No one knows who wrote ‘The Mysterious Stranger’ but it was one of the tales that came before Bram Stoker wrote Dracula, and to my mine was a major influence on Stoker’s novel. The story of a group of travelers who find an old man in a castle and make the mistake of extending him and invitation. He begins to feed on one of the women in the story and as she grows weaker, he grows younger and stronger. There are many other parallels. Give it a read if you’ve never tried it. I’ve often thought of swiping the basic plot and turning it into a sword & sorcery story.
Which brings us to, ‘The Room in the Tower.’ E.F. Benson is one of my absolute favorite horror writers and this may be my favorite story of his. For years a man dreams of a room in the tower of a house that he thinks only exists in his imagination. But one weekend he is invited to a country house party and finds that the house is a real place, with a real tower room where something horrible is waiting on him. It reminds me a little of Perceval Landon’s ‘Thurnley Abbey’ which is one of my top ten horror yarns ever.
Count Magnus is one of M.R. James’ most famous stories. Here, the master of the Ghost Story turns his macabre imagination to a tale of a man who should really have been careful what he wished for.
Stephen King mentioned at one point that he wondered if the creature for ‘The Night Flyer” was the same creature who shows up in ‘Popsy’. He rather thought it was.
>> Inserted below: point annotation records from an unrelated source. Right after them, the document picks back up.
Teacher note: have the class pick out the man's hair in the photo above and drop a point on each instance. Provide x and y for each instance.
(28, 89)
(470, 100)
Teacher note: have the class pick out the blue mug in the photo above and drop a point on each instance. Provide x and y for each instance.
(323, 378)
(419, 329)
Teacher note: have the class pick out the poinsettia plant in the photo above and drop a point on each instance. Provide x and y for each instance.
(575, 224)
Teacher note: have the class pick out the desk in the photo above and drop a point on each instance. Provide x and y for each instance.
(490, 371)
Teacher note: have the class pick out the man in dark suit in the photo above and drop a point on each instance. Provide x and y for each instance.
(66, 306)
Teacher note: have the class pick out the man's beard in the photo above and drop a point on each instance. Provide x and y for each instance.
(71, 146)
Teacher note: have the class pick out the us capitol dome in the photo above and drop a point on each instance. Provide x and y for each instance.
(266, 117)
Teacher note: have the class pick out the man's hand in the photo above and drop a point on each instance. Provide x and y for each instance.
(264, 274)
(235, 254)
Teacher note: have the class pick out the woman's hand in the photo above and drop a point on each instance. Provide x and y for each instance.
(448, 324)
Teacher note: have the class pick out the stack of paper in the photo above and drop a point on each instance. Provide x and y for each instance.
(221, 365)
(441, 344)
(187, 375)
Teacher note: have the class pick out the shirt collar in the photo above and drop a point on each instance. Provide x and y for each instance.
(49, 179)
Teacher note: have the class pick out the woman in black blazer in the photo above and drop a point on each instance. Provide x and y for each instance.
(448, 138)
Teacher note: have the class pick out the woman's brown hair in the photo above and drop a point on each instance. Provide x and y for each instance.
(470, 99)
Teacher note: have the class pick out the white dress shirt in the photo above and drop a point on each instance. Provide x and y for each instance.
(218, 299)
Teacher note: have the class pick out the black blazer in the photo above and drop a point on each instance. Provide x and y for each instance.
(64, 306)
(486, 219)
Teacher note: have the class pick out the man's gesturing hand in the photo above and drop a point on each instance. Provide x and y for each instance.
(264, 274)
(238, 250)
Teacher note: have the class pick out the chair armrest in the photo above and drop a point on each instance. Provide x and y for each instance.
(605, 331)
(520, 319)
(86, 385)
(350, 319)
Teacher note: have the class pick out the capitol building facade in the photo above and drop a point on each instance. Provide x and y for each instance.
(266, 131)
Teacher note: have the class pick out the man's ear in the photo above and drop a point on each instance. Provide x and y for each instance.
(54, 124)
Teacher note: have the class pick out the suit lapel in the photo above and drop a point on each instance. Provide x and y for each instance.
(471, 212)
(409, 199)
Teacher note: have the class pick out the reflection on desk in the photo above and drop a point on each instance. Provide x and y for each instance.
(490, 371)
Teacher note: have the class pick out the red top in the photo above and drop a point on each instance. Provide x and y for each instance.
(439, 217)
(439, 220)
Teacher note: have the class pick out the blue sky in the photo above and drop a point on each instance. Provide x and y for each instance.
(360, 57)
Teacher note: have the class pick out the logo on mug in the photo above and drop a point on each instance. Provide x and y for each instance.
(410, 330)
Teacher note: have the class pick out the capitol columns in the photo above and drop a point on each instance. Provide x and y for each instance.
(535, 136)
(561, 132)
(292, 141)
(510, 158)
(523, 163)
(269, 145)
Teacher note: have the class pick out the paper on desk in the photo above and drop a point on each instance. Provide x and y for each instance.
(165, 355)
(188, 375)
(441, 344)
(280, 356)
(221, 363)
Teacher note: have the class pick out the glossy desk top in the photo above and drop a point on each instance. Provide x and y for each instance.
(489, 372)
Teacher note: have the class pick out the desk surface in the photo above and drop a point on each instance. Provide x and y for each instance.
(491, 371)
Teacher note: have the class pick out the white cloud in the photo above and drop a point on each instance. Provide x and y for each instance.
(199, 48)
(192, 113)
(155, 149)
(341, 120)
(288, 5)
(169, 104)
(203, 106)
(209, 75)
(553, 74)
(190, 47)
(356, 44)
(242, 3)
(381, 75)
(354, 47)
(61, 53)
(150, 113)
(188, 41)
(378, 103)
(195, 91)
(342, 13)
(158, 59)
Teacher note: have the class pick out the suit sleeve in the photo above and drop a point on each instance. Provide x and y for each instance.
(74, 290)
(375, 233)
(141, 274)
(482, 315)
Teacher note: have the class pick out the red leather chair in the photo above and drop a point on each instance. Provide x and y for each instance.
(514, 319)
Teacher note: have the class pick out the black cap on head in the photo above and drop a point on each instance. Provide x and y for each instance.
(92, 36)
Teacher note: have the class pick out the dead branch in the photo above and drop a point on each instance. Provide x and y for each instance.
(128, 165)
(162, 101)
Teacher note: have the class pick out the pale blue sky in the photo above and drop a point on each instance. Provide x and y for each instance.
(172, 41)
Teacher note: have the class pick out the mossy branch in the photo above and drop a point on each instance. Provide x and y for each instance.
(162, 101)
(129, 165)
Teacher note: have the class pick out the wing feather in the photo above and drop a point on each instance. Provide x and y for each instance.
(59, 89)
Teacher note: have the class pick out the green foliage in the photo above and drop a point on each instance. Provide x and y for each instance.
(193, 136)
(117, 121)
Not quite as scary as ‘The Night Flyer’ but still a pretty nasty little tale of comeuppance.
Our second story by Manly Wade Wellman, ‘When It Was Moonlight’, is one of Wellman’s historical horror tales, where Edgar Alan Poe, no stranger to things that go bump in the night, runs into a moonlit horror.
Aleksei Tolstoy’s (Cousin to the more famous Tolstoy) The Family of the Vourdalak, is a tale of a family beset by a former relative who has returned as a vampire, and is in some ways closer to folklore than contemporary fiction. It has a very ‘real’ feel to it and is all the scarier for it.
I wrestled for a bit about including Sir Arthur Conan Doyle’s Sherlock Holmes story, ‘The Adventure of the Sussex Vampire’ because it doesn’t have a real vampire in it. But in the end I decided that it’s still an excellent creepy story, almost Doyle’s response to ‘Dracula.’
The final entry is another from pulpster Hugh. B. Cave, 'Strangella' a tale of a wrecked ship that houses a sinister secret. This one, like much of Cave's work, is strong stuff.
And there you have it. My thirteen favorite vampire short stories. Still plenty of time to track them down before Halloween. And when you're done looking at my list, go over to Amanda DeWees' blog and see what she has for you. Amanda is an expert on Vampire fiction and she knows her stuff. In the meantime, keep plenty of Garlic and Holy Water handy. You never know who might drop by.